Bewertung der Untersuchungsergebnisse (Aus der Studie)

Vor elf Jahren schrieb Fritz Wolf (2013) in seiner Untersuchung der Aufsichtsgremien: „Außerhalb der Branche weiß man freilich von den Aktivitäten, Ambitionen und Versäumnissen von Rundfunkräten nicht viel.“ (Wolf 2013, S.21) Er stellte die Forderung nach einer Professionalisierung auf, kritisierte, dass die Politik zu großen Einfluss habe und zog den Schluss, dass „die Parteipolitisierung der Gremien […] vor allem auf die Personalpolitik der Sender [zielte]. Viele Konflikte drehten sich um die Besetzung von Führungspositionen“ (ebd., S. 51). Auch Jan-Christopher Kalbhenn (2024), der sich erst Mitte 2024 mit den aktuellen Reformvorschlägen befasst hat, wünscht sich – nicht nur in Bezug auf die Gremien – deutlich mehr Transparenz der Öffentlich-Rechtlichen (ebd., S. 60/61, Schlusszitat von Kirchhof 2013): „Es sollte für maximale Transparenz gesorgt werden. Denn der öffentlich-rechtliche Rundfunk wird mit einer öffentlichen Abgabe finanziert, woraus sich […] gesteigerte Transparenzpflichten ergeben. Jeder Beitragsschuldner [hat] ‚einen Anspruch darauf, zu wissen, was mit seinem Geld geschieht, welche Sendung für welche Summen gekauft und produziert wird.‘“ Betrachtet man die einzelnen Ergebnisse dieser Untersuchung, muss man zu dem Schluss kommen: Zwar gibt es Entwicklungen, die die vorsichtige Vermutung zulassen, dass die politische Durchdringung der Gremien im Laufe der Zeit etwas zurückgegangen ist. Auch bezüglich der Professionalisierung und Transparenz der Gremien ist in den vergangenen Jahren einiges passiert, zumal gerade in jüngerer Zeit die Gremienbüros besser ausgestattet und mit Fachkompetenz ergänzt worden sind. Insgesamt aber lassen die Ergebnisse nur den Schluss zu, dass die Gremien nach wie vor die Öffentlichkeit scheuen und offenkundig lieber unter sich bleiben möchten. Eine ernsthafte, dialogische Rückkoppelung der eigenen Arbeit in die Öffentlichkeit, etwa durch Dialogveranstaltungen und Austausch, sucht man vergeblich.

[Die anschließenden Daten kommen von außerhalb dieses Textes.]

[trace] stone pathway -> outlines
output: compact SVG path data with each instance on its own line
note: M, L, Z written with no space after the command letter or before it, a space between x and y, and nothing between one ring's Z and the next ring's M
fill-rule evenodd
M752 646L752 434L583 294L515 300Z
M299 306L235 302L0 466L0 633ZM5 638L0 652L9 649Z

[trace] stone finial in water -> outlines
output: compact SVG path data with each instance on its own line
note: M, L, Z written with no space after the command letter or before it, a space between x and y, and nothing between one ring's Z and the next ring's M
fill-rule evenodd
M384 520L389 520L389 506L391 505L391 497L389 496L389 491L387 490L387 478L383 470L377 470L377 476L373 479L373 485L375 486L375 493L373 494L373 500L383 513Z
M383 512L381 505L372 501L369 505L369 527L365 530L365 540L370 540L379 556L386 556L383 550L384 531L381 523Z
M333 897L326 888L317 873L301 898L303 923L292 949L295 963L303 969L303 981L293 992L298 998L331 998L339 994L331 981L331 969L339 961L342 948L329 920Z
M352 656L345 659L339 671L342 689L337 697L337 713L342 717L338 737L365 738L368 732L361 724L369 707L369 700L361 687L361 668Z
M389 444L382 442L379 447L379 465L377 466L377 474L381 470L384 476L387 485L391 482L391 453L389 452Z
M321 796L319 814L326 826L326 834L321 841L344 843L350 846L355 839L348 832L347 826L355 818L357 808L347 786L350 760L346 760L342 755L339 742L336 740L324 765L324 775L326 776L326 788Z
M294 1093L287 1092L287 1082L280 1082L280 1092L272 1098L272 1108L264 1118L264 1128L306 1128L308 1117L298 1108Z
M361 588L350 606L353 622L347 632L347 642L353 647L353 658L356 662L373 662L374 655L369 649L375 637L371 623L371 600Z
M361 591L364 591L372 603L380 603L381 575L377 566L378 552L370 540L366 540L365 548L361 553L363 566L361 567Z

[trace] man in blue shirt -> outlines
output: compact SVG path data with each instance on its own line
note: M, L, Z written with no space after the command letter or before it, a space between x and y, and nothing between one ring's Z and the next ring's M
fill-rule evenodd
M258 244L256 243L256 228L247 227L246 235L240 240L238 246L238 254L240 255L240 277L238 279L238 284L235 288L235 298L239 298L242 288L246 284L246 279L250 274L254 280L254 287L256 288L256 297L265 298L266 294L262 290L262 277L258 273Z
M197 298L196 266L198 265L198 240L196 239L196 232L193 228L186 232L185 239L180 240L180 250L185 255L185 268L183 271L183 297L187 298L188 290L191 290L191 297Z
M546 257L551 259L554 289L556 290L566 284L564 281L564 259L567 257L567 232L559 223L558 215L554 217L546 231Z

Es gäbe noch erhebliche Möglichkeiten, die gesellschaftliche Kontrolle der Rundfunkanstalten zu verbessern, die immerhin im öffentlichen Auftrag erfolgt. Analog zu der Skepsis, ob die Rundfunkanstalten in der Lage sind, sich von innen heraus zu reformieren, darf allerdings die Frage gestellt werden, ob die Gremien selbst in der Lage sind, die eigenen Strukturen weiter zu öffnen. In der Öffnung aber läge die große Chance, das Vertrauen in die Arbeit der öffentlich-rechtlichen Rundfunkanstalten – vor allem in die stattfindende öffentliche Kontrolle – zu stärken.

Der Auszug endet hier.